To demonstrate a solution to this hyperprior problem, I implemented an hierarchical gamma-Dirichlet-multinomial model in PyMC3. The gamma prior for the Dirichlet is specified and sampled per Ted Dunning's blog post.
The model I implemented can be found at this Gist but is also described below:
This is a Bayesian hierarchical (pooling) model for movie ratings. Each movie can be rated on a scale from zero to five. Each movie is rated several times. We want to find a smoothed distribution of ratings for each movie.
We are going to learn a top-level prior distribution (hyperprior) on movie ratings from the data. Each movie will then have its own prior that is smoothed by this top-level prior. Another way of thinking about this is that the prior for ratings for each movie will be shrunk towards the group-level, or pooled, distribution.

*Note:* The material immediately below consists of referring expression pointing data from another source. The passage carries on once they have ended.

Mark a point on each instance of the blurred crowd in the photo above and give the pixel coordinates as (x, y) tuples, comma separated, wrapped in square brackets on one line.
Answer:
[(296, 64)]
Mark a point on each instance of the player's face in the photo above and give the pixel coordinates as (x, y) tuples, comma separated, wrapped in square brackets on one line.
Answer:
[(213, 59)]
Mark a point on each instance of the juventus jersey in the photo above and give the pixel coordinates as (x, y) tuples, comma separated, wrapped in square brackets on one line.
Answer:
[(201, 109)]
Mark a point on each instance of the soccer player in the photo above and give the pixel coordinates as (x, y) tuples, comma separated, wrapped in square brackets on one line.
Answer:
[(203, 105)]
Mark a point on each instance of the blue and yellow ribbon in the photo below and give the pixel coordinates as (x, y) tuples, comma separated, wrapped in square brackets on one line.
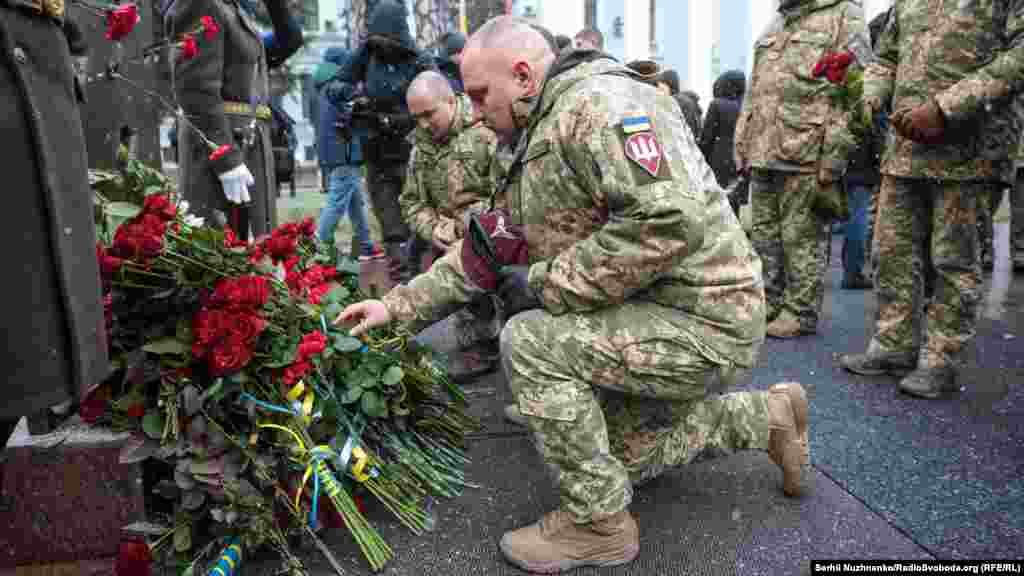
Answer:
[(229, 560)]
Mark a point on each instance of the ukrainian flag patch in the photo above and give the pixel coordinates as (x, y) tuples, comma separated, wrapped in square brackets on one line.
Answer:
[(634, 124)]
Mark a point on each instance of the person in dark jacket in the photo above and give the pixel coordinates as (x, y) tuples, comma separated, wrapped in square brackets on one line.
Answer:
[(56, 344), (341, 156), (223, 92), (689, 103), (450, 58), (386, 64), (716, 137)]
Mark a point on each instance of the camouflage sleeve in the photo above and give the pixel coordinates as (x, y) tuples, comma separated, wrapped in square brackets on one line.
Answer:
[(198, 81), (997, 80), (434, 294), (653, 221), (416, 208), (880, 75), (839, 139)]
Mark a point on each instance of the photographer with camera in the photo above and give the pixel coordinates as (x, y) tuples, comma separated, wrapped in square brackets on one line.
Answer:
[(385, 64)]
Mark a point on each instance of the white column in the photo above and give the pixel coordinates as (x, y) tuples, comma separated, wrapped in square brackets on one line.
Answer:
[(563, 16), (637, 33), (700, 36)]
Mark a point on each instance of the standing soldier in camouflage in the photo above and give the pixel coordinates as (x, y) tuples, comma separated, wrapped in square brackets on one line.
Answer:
[(796, 141), (641, 299), (951, 69), (451, 176)]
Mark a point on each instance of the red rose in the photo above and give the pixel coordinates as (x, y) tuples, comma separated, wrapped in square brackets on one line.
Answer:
[(312, 344), (313, 276), (836, 75), (160, 206), (228, 357), (316, 293), (208, 325), (189, 49), (245, 327), (210, 27), (281, 247), (255, 290), (295, 372), (121, 21), (294, 281), (223, 149), (134, 559)]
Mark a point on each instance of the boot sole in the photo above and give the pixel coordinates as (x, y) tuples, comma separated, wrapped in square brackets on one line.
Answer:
[(629, 554)]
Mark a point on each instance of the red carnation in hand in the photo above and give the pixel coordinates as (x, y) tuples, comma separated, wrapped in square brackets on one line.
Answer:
[(121, 21), (308, 228), (134, 559), (189, 49), (210, 28)]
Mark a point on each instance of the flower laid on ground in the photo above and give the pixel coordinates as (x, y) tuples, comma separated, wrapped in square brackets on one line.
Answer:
[(268, 424)]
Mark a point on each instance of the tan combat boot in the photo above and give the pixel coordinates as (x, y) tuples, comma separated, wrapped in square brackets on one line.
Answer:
[(787, 441), (556, 544)]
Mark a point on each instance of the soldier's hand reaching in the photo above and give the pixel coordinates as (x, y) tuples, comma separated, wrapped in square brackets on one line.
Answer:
[(925, 124), (364, 316)]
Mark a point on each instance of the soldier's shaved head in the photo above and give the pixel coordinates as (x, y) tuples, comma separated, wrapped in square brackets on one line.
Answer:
[(505, 63), (430, 85)]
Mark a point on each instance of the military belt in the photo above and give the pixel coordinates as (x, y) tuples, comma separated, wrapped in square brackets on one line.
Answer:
[(50, 8), (261, 112)]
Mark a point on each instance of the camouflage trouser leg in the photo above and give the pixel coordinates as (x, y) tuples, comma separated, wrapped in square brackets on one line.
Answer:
[(988, 203), (792, 241), (927, 225), (653, 378), (1017, 218)]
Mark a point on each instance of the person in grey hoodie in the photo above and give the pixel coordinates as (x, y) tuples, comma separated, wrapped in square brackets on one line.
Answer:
[(716, 138)]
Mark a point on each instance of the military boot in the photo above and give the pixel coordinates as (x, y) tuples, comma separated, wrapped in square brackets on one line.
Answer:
[(556, 544), (930, 382), (877, 363), (787, 415), (512, 414)]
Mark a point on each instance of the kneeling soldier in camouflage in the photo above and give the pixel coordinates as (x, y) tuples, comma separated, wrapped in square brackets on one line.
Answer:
[(450, 176), (641, 299)]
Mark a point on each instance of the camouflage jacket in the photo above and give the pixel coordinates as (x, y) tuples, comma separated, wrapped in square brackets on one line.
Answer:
[(788, 120), (446, 179), (617, 205), (968, 55)]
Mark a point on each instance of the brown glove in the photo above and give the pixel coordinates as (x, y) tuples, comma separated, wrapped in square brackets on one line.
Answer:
[(924, 124)]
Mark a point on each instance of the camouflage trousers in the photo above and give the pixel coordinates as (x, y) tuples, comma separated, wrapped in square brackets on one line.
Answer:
[(1017, 218), (988, 203), (617, 396), (927, 225), (793, 242)]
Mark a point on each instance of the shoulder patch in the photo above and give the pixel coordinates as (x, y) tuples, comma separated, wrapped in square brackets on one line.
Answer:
[(634, 124)]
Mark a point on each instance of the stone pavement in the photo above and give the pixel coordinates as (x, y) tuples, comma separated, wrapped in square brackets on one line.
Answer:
[(893, 477)]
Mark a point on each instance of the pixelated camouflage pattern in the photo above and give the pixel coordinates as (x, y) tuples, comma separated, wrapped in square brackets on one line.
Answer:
[(793, 242), (788, 120), (603, 232), (612, 401), (967, 55), (446, 179), (908, 210)]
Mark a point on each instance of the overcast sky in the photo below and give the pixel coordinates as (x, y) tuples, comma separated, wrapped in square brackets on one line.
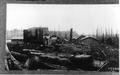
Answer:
[(82, 18)]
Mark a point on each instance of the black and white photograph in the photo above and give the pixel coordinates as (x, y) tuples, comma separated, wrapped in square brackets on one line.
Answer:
[(62, 38)]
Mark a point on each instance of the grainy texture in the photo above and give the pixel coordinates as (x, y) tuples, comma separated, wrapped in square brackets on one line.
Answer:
[(3, 25), (2, 34)]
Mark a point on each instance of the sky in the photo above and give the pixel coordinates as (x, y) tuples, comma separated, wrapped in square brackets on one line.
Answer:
[(84, 19)]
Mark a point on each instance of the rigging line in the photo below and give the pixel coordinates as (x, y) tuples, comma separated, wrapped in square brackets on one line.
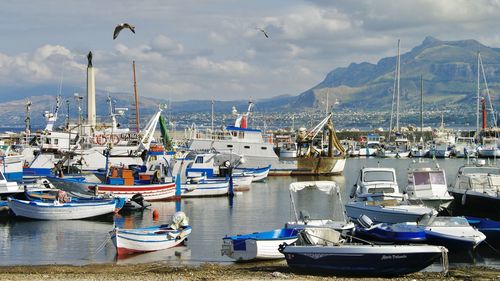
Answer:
[(488, 93)]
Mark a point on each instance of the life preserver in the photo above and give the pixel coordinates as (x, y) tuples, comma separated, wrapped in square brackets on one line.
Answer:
[(115, 139), (101, 139)]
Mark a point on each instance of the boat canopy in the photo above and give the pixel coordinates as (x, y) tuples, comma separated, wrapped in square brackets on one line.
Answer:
[(325, 186)]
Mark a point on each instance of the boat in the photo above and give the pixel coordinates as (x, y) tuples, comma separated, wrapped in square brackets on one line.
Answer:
[(258, 245), (153, 238), (212, 167), (488, 227), (302, 219), (464, 147), (406, 232), (452, 232), (376, 183), (477, 190), (388, 211), (240, 139), (205, 188), (258, 174), (8, 187), (321, 251), (427, 185), (61, 209), (313, 159)]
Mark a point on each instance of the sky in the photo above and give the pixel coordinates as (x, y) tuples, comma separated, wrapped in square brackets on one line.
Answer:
[(213, 48)]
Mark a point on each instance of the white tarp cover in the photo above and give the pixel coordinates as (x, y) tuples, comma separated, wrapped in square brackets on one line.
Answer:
[(325, 186)]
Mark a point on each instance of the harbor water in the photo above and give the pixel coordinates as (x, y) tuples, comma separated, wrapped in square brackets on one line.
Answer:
[(266, 206)]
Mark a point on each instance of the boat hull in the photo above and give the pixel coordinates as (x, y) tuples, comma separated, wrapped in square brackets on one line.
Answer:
[(130, 241), (257, 246), (205, 189), (309, 166), (61, 211), (387, 214), (364, 260)]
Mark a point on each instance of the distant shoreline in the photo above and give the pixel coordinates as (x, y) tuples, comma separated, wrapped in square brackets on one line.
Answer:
[(243, 271)]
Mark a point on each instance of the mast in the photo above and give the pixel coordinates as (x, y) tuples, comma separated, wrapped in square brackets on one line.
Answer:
[(212, 114), (137, 128), (477, 98), (421, 105), (397, 88)]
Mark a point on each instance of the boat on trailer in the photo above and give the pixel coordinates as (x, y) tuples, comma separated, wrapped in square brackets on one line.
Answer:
[(258, 245), (322, 251)]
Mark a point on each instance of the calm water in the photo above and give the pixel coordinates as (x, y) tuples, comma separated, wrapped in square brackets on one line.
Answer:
[(265, 207)]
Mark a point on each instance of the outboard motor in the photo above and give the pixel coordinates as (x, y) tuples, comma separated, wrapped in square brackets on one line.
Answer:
[(365, 221), (139, 199), (179, 220)]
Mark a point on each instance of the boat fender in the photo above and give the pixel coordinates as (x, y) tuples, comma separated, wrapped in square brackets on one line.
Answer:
[(282, 247), (463, 198), (156, 214)]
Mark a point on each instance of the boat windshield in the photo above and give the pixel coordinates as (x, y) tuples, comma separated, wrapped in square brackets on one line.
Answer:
[(449, 222), (372, 176), (426, 178)]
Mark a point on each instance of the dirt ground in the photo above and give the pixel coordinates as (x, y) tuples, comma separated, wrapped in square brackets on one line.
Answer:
[(250, 271)]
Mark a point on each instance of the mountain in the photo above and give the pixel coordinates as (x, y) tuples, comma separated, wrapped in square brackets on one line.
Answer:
[(449, 70)]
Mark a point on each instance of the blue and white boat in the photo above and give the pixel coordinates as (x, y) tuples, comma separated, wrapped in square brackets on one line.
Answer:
[(153, 238), (205, 188), (258, 245), (453, 233), (322, 251), (396, 233), (488, 227), (258, 174), (57, 210)]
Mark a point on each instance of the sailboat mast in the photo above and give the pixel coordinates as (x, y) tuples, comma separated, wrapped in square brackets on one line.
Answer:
[(212, 114), (137, 125), (421, 106), (477, 98), (397, 88)]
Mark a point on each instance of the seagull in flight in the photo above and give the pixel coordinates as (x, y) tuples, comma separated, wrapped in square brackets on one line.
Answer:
[(263, 31), (121, 26)]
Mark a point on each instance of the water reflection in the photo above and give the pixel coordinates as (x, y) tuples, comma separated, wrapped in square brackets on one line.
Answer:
[(266, 206)]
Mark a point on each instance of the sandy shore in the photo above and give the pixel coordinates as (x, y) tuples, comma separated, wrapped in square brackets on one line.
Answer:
[(250, 271)]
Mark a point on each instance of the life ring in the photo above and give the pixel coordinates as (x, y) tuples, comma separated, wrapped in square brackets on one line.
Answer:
[(115, 139), (101, 139)]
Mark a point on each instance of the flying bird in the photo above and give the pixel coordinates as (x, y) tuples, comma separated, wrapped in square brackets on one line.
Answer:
[(121, 26), (263, 31)]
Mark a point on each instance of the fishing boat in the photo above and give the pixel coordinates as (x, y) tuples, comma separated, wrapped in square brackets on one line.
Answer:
[(302, 218), (477, 190), (153, 238), (322, 251), (258, 245), (406, 232), (61, 210), (311, 159), (427, 185), (253, 145), (452, 232)]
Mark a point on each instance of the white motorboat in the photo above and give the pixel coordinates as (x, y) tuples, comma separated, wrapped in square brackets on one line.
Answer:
[(388, 211), (427, 185), (477, 188), (302, 219), (376, 184)]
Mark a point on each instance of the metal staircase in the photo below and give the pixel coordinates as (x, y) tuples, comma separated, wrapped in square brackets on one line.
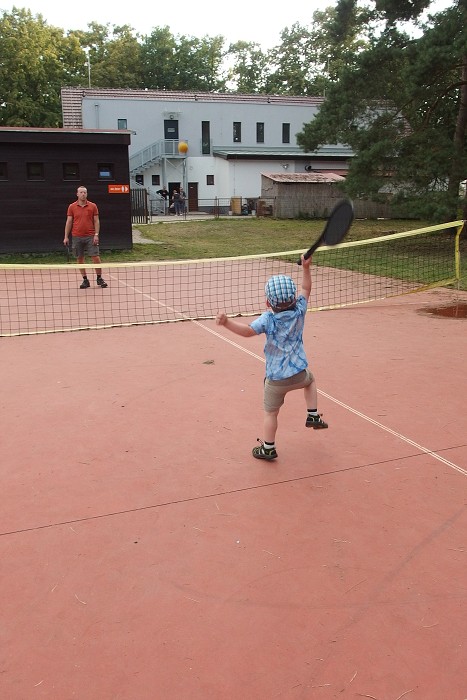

If a movie has an atypical rating distribution, this approach will shrink the ratings to something more in-line with what is expected. Furthermore, this learned prior can be useful to bootstrap movies with few ratings to allow them to be meaningfully compared to movies with many ratings.
The model is as follows:
$\gamma_{k=1...K} \sim Gamma(\alpha, \beta)$
$\theta_{m=1...M} \sim Dirichlet_M(c\gamma_1, ..., c\gamma_K)$
$z_{m=1...M,n=1...N_m} \sim Categorical_M(\theta_m)$
where:
- $K$ number of movie rating levels (e.g. $K = 6$ implies ratings 0, ..., 5)
- $M$ number of movies being rated
- $N_m$ number of ratings for movie $m$
- $\alpha = 1 / K$ in order to make the collection of gamma r.v.s act as an exponential coefficient
- $\beta$ rate parameter for the exponential top-level prior
- $c$ concentration parameter dictating the strength of the top-level prior
- $\gamma_k$ top-level prior for rating level $k$
- $\theta_m$ movie-level prior for rating levels (multivariate with dimension = $K$)
- $z_{mn}$ rating $n$ for movie $m$